I am trying to use
furrr::pmap to run a set of 216 models. The code runs fine on my 2015 macbook pro laptop (macos 10.15.7, 8gb of ram, 4 cores), and it works on my colleagues windows 10 pc. However, when I try to run it on my ubuntu machine (v 20.04, 64 gb ram, 32 cores) it gets progressively slower at running the models. Each model gets saved to disk, and I can see dramatic increases in the amount of time between file writes. See the attached screenshot - I killed the session around 9:30 pm when the last model output had been saved at 7:30
I've observed the same behavior using both
plan(multisession, workers = availableCores()) called from RStudio and using
plan(multicore) and calling from an R session running in the terminal. I've also tried reducing the number of workers from 32 to 8 with no luck.
Examining htop it looks like something isn't working correctly with the cores. This screenshot was taken when I set plan
(multisession, workers = 8), but you can see activity on all 32 cores. You can also see that in addition to the 8 main sessions of R there many other R sessions that are also occurring. I'm wondering if something is causing extra sessions to spin up and not close down that is bogging down the whole system over time.
The data set that is being analyzed in the model is pretty small at just 2.9Mb. I don't see any indications that I'm running out of memory.
I'm a bit of a novice with linux computing and parallelization and would appreciate any suggestions of things to investigate.
This is my invocation of
multiverse_run is a custom function that runs the statistical model, saves the full output to disk and returns some summary statistics.
multiverse_spec is a tibble that lists model parameters, and
analysis_dat is the above mentioned 2.9Mb dataset.
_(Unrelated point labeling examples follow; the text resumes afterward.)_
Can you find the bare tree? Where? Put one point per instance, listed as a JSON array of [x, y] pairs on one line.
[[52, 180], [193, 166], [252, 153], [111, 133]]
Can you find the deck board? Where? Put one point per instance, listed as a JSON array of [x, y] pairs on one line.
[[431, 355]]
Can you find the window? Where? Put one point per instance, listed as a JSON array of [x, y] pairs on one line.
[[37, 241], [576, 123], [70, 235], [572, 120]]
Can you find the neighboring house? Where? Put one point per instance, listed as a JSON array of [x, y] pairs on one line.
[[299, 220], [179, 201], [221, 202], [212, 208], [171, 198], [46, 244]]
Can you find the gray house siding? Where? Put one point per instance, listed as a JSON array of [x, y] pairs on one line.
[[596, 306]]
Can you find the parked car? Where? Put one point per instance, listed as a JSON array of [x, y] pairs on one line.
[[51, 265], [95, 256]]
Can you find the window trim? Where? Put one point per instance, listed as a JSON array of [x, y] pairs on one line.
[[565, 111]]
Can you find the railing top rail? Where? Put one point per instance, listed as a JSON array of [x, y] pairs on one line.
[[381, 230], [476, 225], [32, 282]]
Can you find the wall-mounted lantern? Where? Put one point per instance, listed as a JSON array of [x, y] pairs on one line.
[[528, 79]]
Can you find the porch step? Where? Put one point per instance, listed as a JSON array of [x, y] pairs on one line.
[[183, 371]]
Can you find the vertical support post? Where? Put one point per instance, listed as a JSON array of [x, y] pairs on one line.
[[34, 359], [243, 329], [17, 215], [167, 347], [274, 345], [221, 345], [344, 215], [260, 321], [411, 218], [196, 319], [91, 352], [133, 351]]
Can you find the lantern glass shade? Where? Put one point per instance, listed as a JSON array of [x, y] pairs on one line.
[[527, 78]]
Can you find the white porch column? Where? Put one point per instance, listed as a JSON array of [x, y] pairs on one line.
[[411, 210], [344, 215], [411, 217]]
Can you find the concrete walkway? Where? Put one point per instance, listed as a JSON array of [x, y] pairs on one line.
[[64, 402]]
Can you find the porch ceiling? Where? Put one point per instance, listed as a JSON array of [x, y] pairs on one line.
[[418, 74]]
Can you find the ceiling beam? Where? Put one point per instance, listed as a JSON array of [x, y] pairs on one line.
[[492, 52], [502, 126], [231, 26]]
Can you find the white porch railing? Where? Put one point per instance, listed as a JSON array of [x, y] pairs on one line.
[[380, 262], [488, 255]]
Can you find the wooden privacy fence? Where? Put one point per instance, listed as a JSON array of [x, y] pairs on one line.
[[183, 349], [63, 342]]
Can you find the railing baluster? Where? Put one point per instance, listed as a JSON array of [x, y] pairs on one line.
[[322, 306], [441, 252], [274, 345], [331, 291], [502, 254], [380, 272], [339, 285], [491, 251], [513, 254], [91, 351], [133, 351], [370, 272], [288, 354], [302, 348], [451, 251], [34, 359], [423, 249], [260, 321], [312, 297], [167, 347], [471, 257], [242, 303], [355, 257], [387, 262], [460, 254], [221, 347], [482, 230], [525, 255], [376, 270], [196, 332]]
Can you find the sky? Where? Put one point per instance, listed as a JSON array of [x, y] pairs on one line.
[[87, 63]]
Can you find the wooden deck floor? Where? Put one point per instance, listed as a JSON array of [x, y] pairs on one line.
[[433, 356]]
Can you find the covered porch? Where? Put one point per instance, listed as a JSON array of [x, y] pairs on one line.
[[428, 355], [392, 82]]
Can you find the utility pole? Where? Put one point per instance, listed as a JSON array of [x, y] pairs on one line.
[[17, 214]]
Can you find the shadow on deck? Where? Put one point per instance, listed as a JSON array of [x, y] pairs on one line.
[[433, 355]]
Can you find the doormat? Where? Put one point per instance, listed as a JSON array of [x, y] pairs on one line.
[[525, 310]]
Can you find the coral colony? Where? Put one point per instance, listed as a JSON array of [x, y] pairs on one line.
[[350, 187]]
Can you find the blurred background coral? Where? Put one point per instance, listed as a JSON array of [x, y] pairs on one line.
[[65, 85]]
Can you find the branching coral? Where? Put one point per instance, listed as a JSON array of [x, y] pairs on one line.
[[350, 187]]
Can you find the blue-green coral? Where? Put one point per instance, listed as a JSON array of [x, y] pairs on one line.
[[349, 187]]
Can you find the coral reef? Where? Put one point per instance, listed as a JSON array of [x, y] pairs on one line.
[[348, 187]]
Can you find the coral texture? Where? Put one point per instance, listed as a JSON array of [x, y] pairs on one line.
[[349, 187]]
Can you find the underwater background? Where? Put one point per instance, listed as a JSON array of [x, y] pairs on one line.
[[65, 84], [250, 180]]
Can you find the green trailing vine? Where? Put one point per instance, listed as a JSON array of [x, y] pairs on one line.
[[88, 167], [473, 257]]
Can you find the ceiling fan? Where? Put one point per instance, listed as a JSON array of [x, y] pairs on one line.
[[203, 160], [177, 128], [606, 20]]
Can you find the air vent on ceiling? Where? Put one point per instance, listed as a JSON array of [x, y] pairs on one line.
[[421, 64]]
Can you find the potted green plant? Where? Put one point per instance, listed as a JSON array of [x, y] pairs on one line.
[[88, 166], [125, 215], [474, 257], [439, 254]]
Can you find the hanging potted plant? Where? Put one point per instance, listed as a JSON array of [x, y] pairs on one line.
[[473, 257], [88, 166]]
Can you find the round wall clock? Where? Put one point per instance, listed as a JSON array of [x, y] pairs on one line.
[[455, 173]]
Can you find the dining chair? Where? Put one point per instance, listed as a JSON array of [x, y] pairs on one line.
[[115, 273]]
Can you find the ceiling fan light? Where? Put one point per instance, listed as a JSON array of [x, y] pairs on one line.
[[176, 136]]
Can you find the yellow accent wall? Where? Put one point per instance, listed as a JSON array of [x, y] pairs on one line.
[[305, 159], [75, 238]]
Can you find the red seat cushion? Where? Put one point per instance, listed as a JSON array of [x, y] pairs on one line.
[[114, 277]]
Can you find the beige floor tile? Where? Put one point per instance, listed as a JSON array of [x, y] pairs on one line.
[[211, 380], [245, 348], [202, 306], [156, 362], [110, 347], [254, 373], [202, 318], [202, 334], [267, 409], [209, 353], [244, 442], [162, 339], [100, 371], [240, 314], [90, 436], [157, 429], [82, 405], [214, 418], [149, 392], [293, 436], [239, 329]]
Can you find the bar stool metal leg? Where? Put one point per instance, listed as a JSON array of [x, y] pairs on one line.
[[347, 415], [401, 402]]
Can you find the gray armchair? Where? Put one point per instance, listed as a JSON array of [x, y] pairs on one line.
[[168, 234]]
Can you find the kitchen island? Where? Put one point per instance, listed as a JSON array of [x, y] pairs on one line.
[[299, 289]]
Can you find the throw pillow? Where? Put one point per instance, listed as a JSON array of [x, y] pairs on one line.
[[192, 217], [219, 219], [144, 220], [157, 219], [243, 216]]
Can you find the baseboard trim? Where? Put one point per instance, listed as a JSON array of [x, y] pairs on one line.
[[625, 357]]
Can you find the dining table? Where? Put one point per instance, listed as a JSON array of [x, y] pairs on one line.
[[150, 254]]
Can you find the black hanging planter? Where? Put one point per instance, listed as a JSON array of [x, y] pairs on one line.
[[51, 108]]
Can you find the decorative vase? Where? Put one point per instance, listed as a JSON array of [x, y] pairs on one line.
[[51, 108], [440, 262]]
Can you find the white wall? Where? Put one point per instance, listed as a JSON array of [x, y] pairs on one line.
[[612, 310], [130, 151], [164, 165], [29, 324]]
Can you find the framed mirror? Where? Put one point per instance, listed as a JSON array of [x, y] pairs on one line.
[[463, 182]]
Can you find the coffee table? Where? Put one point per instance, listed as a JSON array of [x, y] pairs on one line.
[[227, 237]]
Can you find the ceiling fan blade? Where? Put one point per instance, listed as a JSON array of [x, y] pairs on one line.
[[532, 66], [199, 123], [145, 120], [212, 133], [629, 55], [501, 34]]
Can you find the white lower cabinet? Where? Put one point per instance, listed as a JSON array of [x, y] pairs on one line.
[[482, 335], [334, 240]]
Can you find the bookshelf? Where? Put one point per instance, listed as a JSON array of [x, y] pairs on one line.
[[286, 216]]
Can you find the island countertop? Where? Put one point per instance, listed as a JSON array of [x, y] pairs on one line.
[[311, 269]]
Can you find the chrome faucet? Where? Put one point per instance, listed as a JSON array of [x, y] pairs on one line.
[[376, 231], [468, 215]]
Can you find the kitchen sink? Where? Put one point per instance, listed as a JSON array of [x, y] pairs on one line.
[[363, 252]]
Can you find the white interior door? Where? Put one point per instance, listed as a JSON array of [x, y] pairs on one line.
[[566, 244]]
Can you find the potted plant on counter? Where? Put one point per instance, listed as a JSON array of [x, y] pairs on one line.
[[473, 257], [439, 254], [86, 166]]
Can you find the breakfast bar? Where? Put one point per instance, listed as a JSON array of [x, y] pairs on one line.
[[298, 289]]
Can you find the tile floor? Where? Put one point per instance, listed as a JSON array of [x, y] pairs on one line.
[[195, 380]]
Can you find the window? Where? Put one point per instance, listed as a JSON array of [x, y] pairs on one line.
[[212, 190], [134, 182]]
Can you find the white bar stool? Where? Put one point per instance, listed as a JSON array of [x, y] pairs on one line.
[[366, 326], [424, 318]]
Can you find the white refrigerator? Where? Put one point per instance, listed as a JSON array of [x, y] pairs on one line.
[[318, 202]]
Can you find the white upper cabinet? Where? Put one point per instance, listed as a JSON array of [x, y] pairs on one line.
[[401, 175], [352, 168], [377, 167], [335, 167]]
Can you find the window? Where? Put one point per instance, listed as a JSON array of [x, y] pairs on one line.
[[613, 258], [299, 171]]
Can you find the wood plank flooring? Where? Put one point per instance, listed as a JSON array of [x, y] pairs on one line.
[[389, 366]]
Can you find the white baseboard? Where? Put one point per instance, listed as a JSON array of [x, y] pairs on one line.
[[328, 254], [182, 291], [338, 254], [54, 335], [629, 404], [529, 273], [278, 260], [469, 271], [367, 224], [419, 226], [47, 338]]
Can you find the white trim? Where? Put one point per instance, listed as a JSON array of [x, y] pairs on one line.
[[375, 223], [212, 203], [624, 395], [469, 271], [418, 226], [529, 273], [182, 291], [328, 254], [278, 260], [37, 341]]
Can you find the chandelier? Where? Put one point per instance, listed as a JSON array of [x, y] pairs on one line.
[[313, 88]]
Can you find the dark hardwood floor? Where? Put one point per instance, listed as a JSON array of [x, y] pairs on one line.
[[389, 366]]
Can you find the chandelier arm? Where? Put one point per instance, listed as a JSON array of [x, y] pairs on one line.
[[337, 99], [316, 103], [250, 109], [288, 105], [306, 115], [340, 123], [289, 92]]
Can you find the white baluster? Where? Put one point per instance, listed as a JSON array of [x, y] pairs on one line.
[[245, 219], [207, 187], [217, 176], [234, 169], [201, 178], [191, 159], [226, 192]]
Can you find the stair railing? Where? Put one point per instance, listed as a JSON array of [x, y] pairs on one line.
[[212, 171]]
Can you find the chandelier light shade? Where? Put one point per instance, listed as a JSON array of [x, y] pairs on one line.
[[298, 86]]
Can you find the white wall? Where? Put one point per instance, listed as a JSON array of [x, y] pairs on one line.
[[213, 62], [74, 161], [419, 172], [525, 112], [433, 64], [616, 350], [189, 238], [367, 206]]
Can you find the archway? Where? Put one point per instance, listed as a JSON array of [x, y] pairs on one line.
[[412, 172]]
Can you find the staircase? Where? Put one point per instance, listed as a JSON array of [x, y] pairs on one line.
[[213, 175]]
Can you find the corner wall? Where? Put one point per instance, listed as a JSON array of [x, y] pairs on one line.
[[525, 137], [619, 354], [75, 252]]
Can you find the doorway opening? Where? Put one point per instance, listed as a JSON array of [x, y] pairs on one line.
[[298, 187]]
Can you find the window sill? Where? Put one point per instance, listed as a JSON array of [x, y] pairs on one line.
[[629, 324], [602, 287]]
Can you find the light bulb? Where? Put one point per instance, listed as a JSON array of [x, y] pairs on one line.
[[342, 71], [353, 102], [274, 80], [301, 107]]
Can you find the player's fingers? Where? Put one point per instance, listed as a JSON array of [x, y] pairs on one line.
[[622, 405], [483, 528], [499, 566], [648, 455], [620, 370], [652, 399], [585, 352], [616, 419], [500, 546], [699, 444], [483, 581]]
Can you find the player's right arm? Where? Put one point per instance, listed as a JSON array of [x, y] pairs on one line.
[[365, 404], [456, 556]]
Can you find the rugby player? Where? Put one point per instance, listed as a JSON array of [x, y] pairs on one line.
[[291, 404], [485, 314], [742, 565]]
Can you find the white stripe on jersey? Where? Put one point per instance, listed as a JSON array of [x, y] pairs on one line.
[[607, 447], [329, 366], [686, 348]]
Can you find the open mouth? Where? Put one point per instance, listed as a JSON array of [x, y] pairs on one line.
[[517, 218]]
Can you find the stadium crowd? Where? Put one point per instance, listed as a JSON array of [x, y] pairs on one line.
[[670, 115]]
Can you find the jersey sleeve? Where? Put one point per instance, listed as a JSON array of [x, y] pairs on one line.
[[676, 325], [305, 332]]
It takes ~1 minute to run per model.
multiverse_output <- multiverse_spec %>% future_pmap(., possibly(multiverse_run, otherwise = "error"), data = analysisdat, .options = furrr_options(seed = TRUE), .progress = T)
The full code is available here, I haven't had luck creating a minimal reproducible example of the code. But, given that it works fine on mac and windows I don't think the modelling code is the problem.